Branched-chain amino acids improve endurance running performance. It is also consumed for its muscle building properties.

5. Citrulline

This amino acid improves blood flow to the body tissues. It also helps in reducing muscle soreness after strenuous exercise.

6. Sodium bicarbonate

It helps fight against acid build up in the body and thus helps reduce fatigue.

7. Nitrate

Nitrate improves exercise performance by decreasing the amount of oxygen needed during exercise.

Don’t workout on an empty stomach

Many people workout early in the morning and they neglect eating before their workout. While working out a full stomach can cause nausea or lethargy, but exercising without eating is equally wrong.

It can make you lightheaded and weak as you don’t have enough energy to sustain exercise. If your workout includes strength training and endurance training, you must have a high-carb breakfast like a banana, toast or oatmeal.

According to a study by the International Journal of Sports Nutrition and Exercise Metabolism, a pre-workout snack or meal can help you burn your body fat better (9).

Don’t forget to stay hydrated

You must ensure that you are well hydrated before you start your workout. Your body needs to be hydrated to be able to burn calories. Dehydration can slow down your metabolic rate.

According to research, drinking appropriate amounts of cold water can enhance exercise performance (10). Some experts also recommend consuming beverages containing electrolytes and carbohydrates before exercise (11).

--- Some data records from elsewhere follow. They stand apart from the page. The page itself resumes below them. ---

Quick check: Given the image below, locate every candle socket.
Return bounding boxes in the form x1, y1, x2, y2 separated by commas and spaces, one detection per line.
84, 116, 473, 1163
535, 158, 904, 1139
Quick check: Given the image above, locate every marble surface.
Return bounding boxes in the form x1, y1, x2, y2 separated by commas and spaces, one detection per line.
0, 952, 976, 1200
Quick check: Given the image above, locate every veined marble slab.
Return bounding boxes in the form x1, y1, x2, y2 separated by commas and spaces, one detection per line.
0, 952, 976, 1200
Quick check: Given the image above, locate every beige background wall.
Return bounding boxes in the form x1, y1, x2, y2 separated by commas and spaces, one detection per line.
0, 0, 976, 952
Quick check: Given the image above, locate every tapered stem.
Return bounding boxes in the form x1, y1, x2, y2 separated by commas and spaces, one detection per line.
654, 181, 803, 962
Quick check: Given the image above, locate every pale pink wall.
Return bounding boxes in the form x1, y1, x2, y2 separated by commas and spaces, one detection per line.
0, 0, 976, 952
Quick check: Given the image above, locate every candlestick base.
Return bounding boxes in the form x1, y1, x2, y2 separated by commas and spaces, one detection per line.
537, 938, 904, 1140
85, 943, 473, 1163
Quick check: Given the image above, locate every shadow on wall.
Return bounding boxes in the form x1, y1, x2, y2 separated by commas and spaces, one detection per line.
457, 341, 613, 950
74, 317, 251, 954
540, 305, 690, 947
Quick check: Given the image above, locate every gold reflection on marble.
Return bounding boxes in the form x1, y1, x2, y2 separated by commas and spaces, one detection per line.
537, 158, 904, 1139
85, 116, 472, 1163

According to the American College of Sports Medicine, you should drink at least 16 to 20 ounces of water four hours before exercise and 8 to 10 ounces of water 10 to 15 minutes before workout (12).

Time your meals correctly

You must time your meals correctly so that your food is digested and absorbed entirely before your workout. You must plan your pre-workout meals in such a fashion that there is enough energy available to you when you exercise.

The time taken to digest depends on the type of food you eat. Meals that contain protein, fat, and fiber takes the longest to be digested.  Eat such meals at least 3 to 4 hours before you exercise.

Smaller meals may take lesser time to digest, and snacks take about 30 minutes to get digested. Keep in mind that the meals just before exercise should be smaller while those eaten earlier can be bigger.

Three to four hours before a workout

Eat a mix of carbs, proteins, and fat that are in 400 to 500 calorie range. This meal can include an excellent source of protein and complex low GI carbohydrates.

  • A whole grain bread sandwich, lean protein, and a salad.
  • A small serving of lean protein with veggies, hummus, and pretzel crisps.
  • A lean hamburger on a bun with some mixed yogurt and fruit.
  • Hummus sandwich with pita bread and carrots.

Avoid gassy foods like broccoli and green beans as they might cause discomfort.

One to two hours before a workout

Focus on having a snack that is around 200 calories which should contain carbs and a bit of protein. This will keep you satisfied and reduce muscle soreness.

  • Whole grain cereal with milk.
  • Protein smoothie with milk, banana, and berries.
  • A whole grain bread sandwich with almond butter.

15 to 30 minutes before workout

Choose a snack that is around 25 calories and is simple to digest.

  • Some raisins
  • Saltine crackers
  • Sliced apple wedges

Take home message on what to eat before a workout

Correct pre-workout nutrition can help you get the most out of your workout. A proper diet provides you energy for your workout and helps prevent catabolism.

You must have all three macronutrients in the correct ratio for improved athletic performance. Time your meals correctly and don’t forget to stay hydrated.  You can also opt for supplements to improve your performance and aid recovery.

Do you know what to eat before a workout? A pre-workout meal can consist of carbs, proteins, & fats - for eg. Banana, chicken, veggies, etc.